La veille informationnelle en tant que composante de la culture informationnelle est aujourd’hui au centre des activités des professionnels de l’information. Nous distinguerons a priori la veille réalisée dans le cadre de la formation qui permet de développer ainsi des compétences qu’il reste à identifier plus précisément, de l’activité qui consiste à tester des outils et des démarches didactiques dans la perspective de les utiliser, plus tard avec des élèves, ou de fournir un service de veille dans l’établissement scolaire. Nous nous appuierons dans cet article sur la dimension systémique et ouverte de la veille proposée par la définition de Peirano (2012, p. 5) : « apporter la bonne information à la bonne personne, au bon moment en vue de répondre à un besoin ». Il insiste également sur l’aspect temporel et stratégique : « Un bon veilleur sera donc celui qui va anticiper des problèmes qui n’existent pas encore, mais qui sont en voie d’émergence ». Cette définition comporte une dimension de la veille qui nous intéresse particulièrement dans le cadre d’une utilisation en formation. « Veiller c’est apprendre, c’est le même processus avec des finalités différentes » (Ibid.). La veille n’est donc plus seulement envisagée dans le rôle qu’elle tient dans une structure, mais comme un processus humain d’apprentissage entre questionnement de son besoin d’information et diffusion production / mise en forme / externalisation de ses connaissances personnelles. Ce dernier aspect renvoie alors à une dimension de mise à distance du contenu de l’apprentissage en même temps qu’à une réflexion sur les méthodes d’apprentissage que l’on regroupe communément sous le terme de métacognition.

Pour clore cette section, il nous semble intéressant de signaler que l’intérêt de cet objet d’étude ne se limite pas à la formation des professeurs-documentalistes.
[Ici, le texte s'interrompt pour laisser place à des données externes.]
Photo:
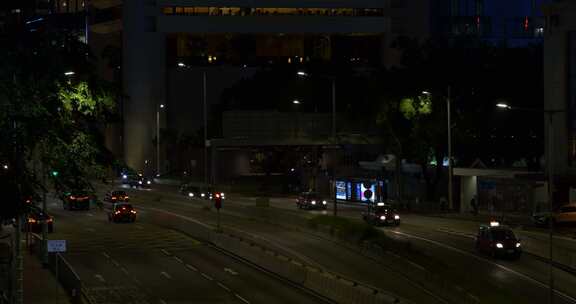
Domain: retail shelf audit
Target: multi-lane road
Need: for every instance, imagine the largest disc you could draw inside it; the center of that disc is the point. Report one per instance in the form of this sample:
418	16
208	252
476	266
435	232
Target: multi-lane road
145	263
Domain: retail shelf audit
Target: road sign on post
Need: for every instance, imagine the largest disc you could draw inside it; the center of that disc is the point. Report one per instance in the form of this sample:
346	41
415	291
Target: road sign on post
56	245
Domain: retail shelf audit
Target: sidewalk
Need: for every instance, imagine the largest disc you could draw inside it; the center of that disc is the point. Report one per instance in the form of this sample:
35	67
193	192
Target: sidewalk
40	285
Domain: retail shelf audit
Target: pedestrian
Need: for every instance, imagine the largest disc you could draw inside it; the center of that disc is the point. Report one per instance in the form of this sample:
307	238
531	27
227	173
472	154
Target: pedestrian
474	205
443	203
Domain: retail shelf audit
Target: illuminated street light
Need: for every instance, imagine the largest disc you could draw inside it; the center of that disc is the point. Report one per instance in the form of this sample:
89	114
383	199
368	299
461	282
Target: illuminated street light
503	106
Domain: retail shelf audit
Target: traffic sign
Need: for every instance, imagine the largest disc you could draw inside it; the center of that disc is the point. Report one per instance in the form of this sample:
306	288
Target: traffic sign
56	245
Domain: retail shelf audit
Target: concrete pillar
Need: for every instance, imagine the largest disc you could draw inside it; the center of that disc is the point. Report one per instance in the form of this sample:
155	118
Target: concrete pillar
144	70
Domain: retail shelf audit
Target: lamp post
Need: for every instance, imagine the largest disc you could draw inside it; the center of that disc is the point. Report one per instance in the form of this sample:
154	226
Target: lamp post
161	106
449	134
550	189
333	99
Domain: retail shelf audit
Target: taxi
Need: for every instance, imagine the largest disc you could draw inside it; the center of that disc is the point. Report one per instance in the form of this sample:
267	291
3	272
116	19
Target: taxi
381	214
498	241
122	212
116	196
311	200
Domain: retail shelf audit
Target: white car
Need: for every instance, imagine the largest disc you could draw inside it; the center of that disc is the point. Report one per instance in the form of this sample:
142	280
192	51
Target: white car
566	214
Ces enseignants constituent, d’une certaine manière, une « base avancée » de personnes qui emploient des pratiques peu médiées qui apparaissent progressivement chez d’autres étudiants ou plus largement d’autres adultes ou professionnels. En effet, les enseignants ne sont pas les seuls à pratiquer une veille « autonome ». Les travaux de Fabre, Liquète et Gardies (2010) montrent que c’est aussi le cas des agriculteurs bio. Lehmans, Fraysse et Liquète (2012) soulignent également que l’on retrouve de telles pratiques chez les architectes et les éco-constructeurs.

Méthodes

Cette partie méthodologique précisera la particularité de cette recherche et les modèles méthodologiques dont elle s’inspire. Nous décrirons ensuite, les différentes phases suivies dans la réalisation de l’enquête.
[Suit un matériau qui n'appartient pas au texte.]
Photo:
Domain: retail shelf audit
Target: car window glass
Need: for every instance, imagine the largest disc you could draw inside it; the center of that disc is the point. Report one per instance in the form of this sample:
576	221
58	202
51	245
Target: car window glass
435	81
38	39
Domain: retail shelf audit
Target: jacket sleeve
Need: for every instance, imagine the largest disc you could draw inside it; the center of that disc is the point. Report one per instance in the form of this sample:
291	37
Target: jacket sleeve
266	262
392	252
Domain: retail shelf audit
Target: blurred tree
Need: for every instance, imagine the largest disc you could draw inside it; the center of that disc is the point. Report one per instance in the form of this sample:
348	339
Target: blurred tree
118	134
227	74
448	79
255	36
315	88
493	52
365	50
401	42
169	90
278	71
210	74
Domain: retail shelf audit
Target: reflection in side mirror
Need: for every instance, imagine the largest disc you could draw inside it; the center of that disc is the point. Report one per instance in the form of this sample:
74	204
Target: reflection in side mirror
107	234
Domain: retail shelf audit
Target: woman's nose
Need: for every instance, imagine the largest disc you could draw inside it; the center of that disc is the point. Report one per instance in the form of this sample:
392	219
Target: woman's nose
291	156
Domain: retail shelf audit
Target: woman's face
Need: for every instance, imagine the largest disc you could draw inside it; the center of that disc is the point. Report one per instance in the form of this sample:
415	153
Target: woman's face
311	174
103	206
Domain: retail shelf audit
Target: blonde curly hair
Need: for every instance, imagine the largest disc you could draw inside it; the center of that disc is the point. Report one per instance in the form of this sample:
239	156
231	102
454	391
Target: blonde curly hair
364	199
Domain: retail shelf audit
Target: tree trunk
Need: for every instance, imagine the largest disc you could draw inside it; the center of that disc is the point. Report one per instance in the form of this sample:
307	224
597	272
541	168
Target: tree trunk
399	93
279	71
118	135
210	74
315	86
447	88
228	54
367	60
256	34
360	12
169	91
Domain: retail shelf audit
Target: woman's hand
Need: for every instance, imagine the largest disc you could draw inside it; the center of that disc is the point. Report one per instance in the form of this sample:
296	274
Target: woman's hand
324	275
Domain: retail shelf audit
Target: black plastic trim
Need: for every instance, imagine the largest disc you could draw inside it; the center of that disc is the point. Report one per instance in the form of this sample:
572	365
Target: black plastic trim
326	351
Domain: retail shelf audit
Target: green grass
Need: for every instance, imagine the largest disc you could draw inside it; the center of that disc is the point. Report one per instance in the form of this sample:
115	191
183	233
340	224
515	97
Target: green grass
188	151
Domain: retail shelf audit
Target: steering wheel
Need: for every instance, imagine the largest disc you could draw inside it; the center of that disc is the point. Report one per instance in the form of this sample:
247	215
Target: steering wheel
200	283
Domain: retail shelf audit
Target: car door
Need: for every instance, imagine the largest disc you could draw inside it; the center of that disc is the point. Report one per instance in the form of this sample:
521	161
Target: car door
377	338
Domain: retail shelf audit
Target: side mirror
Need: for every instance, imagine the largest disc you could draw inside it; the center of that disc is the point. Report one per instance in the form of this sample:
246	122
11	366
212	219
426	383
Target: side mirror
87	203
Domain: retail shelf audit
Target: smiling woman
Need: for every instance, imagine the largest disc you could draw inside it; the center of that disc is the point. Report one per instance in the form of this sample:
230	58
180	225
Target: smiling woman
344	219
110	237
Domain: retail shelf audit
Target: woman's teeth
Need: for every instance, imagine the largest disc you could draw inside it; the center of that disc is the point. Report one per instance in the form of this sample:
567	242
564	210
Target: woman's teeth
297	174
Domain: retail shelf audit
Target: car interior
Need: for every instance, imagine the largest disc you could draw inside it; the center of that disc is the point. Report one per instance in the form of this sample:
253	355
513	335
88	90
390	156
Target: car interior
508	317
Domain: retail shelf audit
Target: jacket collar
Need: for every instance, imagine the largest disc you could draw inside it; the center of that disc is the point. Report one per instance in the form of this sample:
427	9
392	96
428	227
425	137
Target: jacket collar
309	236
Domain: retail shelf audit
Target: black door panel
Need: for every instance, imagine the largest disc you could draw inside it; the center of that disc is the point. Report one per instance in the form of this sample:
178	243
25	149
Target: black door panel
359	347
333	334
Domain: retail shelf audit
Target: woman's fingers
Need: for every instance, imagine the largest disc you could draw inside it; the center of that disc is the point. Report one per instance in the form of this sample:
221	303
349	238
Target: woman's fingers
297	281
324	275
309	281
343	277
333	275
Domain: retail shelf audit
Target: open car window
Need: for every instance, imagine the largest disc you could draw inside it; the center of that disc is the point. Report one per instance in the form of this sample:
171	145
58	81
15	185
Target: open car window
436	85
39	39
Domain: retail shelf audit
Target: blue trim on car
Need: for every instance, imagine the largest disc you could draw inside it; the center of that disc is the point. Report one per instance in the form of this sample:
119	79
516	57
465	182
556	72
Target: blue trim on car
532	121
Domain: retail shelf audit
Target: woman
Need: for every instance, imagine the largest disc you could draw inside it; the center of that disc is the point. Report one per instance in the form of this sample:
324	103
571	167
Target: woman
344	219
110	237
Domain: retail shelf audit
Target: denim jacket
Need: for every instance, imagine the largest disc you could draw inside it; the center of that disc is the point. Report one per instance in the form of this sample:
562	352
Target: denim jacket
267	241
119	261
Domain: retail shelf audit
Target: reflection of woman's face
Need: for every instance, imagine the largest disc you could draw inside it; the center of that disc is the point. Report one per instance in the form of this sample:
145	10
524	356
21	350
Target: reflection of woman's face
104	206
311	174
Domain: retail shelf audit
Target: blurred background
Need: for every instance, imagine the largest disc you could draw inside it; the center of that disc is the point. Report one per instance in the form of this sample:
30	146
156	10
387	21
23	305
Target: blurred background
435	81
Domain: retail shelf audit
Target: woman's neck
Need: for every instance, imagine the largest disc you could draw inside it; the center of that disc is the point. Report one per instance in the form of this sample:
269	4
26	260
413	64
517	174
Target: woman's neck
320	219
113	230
Deux modèles proches : la théorie de l’action conjointe en didactique (TACD) et les recherches coopératives en science de gestion

Cette démarche s’appuie sur le principe de l’ingénierie didactique coopérative développée en didactique (Sensevy, 2007, 2011). Elle consiste à concevoir, mettre en oeuvre et évaluer de manière itérative des situations d’apprentissage dans un processus où le (ou les) chercheur(s) travaillent de concert avec les enseignants à l’amélioration de leur efficacité. Pour le moment, ces méthodes ont essentiellement été utilisées dans le cadre de la formation continue, c’est-à-dire avec des enseignants qui ont déjà développé une certaine professionnalité. Le fait de travailler avec des étudiants venant de divers horizons et ayant eu le plus souvent très peu de contact avec le métier de professeur-documentaliste n’est pas sans conséquences. Le second modèle qui a des similitudes avec ce dispositif particulier de formation-recherche peut être trouvé en sciences de gestion. Cette science pratique volontiers la recherche-action pour apporter des réponses à des problèmes concrets identifiés comme tels par les praticiens (Felix, Merminod et Defelix, 2009). Parmi ses différentes formes, le « participatory inquiry paradigm » de Heron et Reason (1997), a pour particularité et pour objectif principal de créer une relation coopérative entre chercheurs et praticiens, transformant ces derniers en co-chercheurs.

Pour le cas qui nous occupe, il s’agit de mieux connaître la population que nous avons en formation à partir d’une mise à distance critique. Cette enquête intéresse les formateurs mais aussi les étudiants, dans la mesure où ils s’interrogent beaucoup, comme nous allons le voir, sur leurs propres capacités à intégrer la culture informationnelle.

Évolution de l’objet d’étude et méthodologie adaptée

Ce questionnement centré sur les étudiants est apparu au cours d’une activité de présentations mutuelles au début du cours « Initiation à la démarche de recherche » en master 1. À travers un jeu du blason servant à faire les présentations, chacun devait poser à un de ses collègues la question suivante « Qu’avez-vous toujours voulu savoir sur les pratiques informationnelles de vos pairs… sans oser (ou avoir l’occasion de) le demander ?». Une certaine angoisse par rapport à la pratique de la veille est évoquée assez largement par les trente étudiants de master 1. Nous en citons une, qui trahit bien cette inquiétude : « Est-ce que je suis en retard sur les autres en termes de maîtrise de l’information ? ». Cet état de fait était en partie provoqué par le démarrage récent d’un autre cours centré sur la veille informationnelle. Petit à petit, l’enquête s’est structurée et les étudiants ont, dans le cadre du cours (découverte des méthodes quantitatives), structuré un formulaire en partant de leurs interrogations initiales. Il s’agissait d’interroger les pratiques informationnelles des étudiants en master documentation à travers toute la France. Pour cela, nous avons mené une enquête auprès des étudiants inscrits en première et deuxième année du master documentation en 2012/2013.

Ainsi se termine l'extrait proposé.